Kamis, 03 November 2011

Emosi atau Aktualisasi Diri?


Anda, saya, ataupun siapa saja tentu pernah  mengalaminya. Dalam merespon sebuah diskusi, terkadang kita langsung bersikap reaksioner. Tersinggung, mudah  marah atau bahkan mengancam. Mengedepankan emosi daripada meresapi.
Mengedepankan naluri daripada empati. Padahal, andaikata semua orang bisa memahami satu sama lain. Saling berempati satu sama lain, niscaya (konflik) itu tidak akan pernah terjadi.
Emosi adalah bagian dari sebuah ekspresi. Emosi juga bisa saya maknai sebagai wujud dari aktualisasi diri yang "tidak tuntas" --lebih bersifat negatif. Sama-sama bentuk dari aktualisasi diri, mungkin hanya berbeda pada tataran proses, dengan orang yang bisa berekspresi menggunakan opini (wacana).
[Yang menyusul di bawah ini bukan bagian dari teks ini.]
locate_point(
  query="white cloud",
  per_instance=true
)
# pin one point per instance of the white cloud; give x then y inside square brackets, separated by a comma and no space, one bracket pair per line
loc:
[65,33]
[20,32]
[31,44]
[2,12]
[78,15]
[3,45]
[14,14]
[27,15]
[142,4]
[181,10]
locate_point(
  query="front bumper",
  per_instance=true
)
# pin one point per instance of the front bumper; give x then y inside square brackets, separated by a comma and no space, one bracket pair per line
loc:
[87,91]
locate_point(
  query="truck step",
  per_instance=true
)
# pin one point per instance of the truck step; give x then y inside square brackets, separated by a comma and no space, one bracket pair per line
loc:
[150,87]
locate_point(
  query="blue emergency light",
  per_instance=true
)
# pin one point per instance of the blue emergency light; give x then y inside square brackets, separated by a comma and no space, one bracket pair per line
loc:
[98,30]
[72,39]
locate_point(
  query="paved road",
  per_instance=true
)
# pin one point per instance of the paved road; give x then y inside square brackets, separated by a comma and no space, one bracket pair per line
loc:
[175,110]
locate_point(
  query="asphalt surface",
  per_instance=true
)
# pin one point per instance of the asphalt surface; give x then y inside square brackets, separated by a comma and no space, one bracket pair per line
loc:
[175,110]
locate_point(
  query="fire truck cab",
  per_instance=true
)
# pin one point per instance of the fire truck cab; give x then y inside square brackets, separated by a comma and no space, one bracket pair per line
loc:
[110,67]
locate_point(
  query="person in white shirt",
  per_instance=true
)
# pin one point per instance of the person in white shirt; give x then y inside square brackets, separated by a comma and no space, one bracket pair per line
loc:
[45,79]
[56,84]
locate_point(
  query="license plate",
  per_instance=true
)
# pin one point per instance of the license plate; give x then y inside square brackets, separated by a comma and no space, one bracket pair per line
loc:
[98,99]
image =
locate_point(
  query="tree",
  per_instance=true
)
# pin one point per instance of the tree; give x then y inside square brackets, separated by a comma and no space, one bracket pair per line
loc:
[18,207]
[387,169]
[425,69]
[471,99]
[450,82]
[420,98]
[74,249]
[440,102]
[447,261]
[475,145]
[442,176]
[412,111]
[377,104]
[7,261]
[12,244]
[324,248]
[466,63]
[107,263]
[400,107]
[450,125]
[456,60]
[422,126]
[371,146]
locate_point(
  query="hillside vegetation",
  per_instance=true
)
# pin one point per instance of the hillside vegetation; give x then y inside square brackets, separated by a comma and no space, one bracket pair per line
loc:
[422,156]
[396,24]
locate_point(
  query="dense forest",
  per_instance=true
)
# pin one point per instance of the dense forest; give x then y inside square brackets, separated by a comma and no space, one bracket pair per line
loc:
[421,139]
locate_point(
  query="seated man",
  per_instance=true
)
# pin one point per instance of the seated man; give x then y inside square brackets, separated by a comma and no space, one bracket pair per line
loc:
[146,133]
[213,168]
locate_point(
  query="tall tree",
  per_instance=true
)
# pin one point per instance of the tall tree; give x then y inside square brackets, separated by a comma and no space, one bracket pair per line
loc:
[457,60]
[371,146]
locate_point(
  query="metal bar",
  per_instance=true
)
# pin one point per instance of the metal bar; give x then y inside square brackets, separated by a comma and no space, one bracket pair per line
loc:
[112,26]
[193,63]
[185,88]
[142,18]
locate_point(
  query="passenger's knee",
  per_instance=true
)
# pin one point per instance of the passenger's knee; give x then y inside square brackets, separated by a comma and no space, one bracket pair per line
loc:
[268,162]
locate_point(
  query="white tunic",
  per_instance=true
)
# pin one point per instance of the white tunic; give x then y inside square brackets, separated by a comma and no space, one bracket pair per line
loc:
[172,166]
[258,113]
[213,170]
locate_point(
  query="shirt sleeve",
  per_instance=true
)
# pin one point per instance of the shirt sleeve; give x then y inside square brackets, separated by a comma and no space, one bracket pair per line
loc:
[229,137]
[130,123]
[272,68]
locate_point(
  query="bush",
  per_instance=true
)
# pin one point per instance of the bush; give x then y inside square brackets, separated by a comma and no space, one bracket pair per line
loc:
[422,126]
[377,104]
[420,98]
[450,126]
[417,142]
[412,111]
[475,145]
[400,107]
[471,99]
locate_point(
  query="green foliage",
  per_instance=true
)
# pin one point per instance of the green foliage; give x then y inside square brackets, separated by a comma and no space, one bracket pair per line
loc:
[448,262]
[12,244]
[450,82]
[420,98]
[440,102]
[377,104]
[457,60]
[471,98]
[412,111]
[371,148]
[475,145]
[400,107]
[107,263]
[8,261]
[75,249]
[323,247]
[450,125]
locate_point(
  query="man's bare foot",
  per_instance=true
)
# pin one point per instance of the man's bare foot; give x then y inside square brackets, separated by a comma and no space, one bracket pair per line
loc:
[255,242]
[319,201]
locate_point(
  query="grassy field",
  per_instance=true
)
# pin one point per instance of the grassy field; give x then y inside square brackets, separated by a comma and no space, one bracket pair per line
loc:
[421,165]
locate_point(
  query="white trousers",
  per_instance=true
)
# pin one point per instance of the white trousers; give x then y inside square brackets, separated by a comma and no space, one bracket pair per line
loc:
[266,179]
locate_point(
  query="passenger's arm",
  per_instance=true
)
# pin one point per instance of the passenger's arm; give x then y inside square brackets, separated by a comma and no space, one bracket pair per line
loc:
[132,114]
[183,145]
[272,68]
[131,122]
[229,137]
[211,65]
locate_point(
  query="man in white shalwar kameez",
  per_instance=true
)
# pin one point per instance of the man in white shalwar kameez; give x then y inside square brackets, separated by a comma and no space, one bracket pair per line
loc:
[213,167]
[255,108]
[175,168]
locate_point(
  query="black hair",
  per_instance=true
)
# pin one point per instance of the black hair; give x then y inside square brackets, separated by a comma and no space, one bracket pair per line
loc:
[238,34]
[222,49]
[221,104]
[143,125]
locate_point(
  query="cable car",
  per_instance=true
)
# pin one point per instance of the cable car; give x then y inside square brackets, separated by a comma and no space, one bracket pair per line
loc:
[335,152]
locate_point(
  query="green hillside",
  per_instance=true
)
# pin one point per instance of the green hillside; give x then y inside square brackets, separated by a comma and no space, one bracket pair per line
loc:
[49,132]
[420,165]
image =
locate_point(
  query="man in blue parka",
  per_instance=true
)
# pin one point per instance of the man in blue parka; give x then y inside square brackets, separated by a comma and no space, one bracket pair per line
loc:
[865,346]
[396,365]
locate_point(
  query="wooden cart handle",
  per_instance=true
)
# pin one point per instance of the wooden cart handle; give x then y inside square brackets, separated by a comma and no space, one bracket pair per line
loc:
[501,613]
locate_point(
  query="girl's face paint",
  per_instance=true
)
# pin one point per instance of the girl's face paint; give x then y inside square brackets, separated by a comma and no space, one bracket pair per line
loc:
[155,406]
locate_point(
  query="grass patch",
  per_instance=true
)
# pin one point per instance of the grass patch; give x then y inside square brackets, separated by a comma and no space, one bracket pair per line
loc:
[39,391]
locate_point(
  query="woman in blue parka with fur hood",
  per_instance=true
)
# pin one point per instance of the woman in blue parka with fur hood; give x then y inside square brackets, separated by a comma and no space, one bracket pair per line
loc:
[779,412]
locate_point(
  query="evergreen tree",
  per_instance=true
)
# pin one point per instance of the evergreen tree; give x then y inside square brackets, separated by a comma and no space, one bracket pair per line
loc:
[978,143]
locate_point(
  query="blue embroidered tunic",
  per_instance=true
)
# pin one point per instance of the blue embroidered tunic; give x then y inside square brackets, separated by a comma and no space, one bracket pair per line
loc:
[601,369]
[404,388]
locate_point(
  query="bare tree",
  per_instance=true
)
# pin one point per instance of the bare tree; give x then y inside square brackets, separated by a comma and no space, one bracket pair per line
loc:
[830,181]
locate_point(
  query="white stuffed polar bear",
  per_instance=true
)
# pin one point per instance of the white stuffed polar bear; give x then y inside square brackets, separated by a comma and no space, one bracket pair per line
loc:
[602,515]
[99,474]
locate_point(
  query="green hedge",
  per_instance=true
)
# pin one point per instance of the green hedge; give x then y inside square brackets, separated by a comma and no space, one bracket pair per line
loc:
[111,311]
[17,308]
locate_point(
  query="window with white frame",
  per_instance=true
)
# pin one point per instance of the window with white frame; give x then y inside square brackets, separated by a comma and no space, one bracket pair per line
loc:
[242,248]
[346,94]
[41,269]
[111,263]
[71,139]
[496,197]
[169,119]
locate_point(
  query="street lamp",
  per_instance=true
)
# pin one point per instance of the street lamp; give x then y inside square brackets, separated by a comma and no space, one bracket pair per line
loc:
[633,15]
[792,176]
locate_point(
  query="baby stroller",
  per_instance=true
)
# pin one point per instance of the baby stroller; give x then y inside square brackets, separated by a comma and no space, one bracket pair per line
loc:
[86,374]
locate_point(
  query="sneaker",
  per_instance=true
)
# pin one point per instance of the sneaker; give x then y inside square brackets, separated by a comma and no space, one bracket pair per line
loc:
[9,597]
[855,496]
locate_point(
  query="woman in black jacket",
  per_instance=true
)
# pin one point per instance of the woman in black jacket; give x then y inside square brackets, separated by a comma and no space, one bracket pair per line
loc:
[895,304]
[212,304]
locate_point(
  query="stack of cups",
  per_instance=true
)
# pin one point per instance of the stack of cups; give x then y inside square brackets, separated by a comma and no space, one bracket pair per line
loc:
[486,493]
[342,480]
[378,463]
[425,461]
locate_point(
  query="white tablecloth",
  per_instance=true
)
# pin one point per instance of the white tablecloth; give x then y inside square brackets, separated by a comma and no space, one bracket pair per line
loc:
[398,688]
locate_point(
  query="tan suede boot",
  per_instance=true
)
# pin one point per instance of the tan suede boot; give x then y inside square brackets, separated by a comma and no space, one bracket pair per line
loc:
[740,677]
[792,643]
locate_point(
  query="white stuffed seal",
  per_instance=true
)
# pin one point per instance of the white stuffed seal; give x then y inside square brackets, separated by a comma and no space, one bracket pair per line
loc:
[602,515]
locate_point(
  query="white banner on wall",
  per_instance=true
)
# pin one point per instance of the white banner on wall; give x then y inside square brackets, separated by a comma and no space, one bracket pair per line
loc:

Jadi, ketika seseorang itu emosi dalam berdiskusi, sebenarnya itu menunjukkan bahwa ada "problem" dengan orang tersebut, yang berkenaan dalam proses mengartikulasikan dirinya untuk membangun sebuah opini.
Dengan memahami demikian, bagi yang sudah bisa berdiskusi, beropini, maka seyogyanya dengan sabar bisa memahami orang-orang yang masih berada dalam tahap  (tataran) emosi.
Dalam konteks pemahaman seperti itulah, yang kemudian saya jadikan pijakan untuk mengkritik --sekaligus memberikan saran-- terhadap gerakan massa grass-root NU yang cenderung "radikal".
Misalnya: munculnya fenomena Pasukan Berani Mati (PBM) ketika Gus Dur akan dijatuhkan. Juga aksi-aksi massa Front Pembela Islam (FPI) dan Laskar Jihad yang cenderung merusak, dan aksi-aksi membakar buku-buku --yang dianggap "kiri", yang dilakukan oleh Eurico Guetteres dkk tempo hari.
Munculnya fenomena seperti itu, harusnya bisa dipahami sebagai: pertama, pembodohan elite pada umat. Terjadi disinformasi dari kalangan pemimpin kepada umatnya. Wawasan dan pengetahuan umat yang terbatas -kalau tidak boleh dikatakan terbelakang, dimanfaatkan untuk kepentingan elite. Itu juga menunjukkan, ada problem artikulasi diri pada mereka, sehingga bisa dimanfaatkan oleh kalangan elite politik, hingga kemudian muncullah vonis "komunis", "anarkhis" dll terhadap kelompok yang mereka anggap lawan.
Kedua, bagi yang sudah pandai beropini (media massa, elite lawan politik, provokator dll), tidaklah perlu memojokkan mereka yang masih menggunakan cara-cara emosi untuk menyelesaikan masalah. Sesungguhnya, emosi yang mereka lakukan itu, menunjukkan ketidakmampuan untuk menuntaskan masalah melalui mekanisme intelektual  (diskusi, berdebat, berbeda pendapat dll) dan cara-cara yang beradab (via wakil rakyat, aparat penegak hukum, forum diskusi dll).
Padahal, seharusnya masalah yang "tidak tuntas" itu menjadi kewajiban bersama; baik oleh yang sudah mengerti, ataupun bagi yang masih suka menggunakan instrumen emosi. Karena dengan begitu, beda pendapat di negeri ini akan berlangsung dengan sangat demokratis dan santun.

Tidak ada komentar:

Posting Komentar

Saat Prapti pergi

Suatu ketika, Galuh mengajak Prapti menemui Tejo di sebuah rumah makan, di sekitar tempat wisata alam. Mereka akhirnya memutuskan untuk m...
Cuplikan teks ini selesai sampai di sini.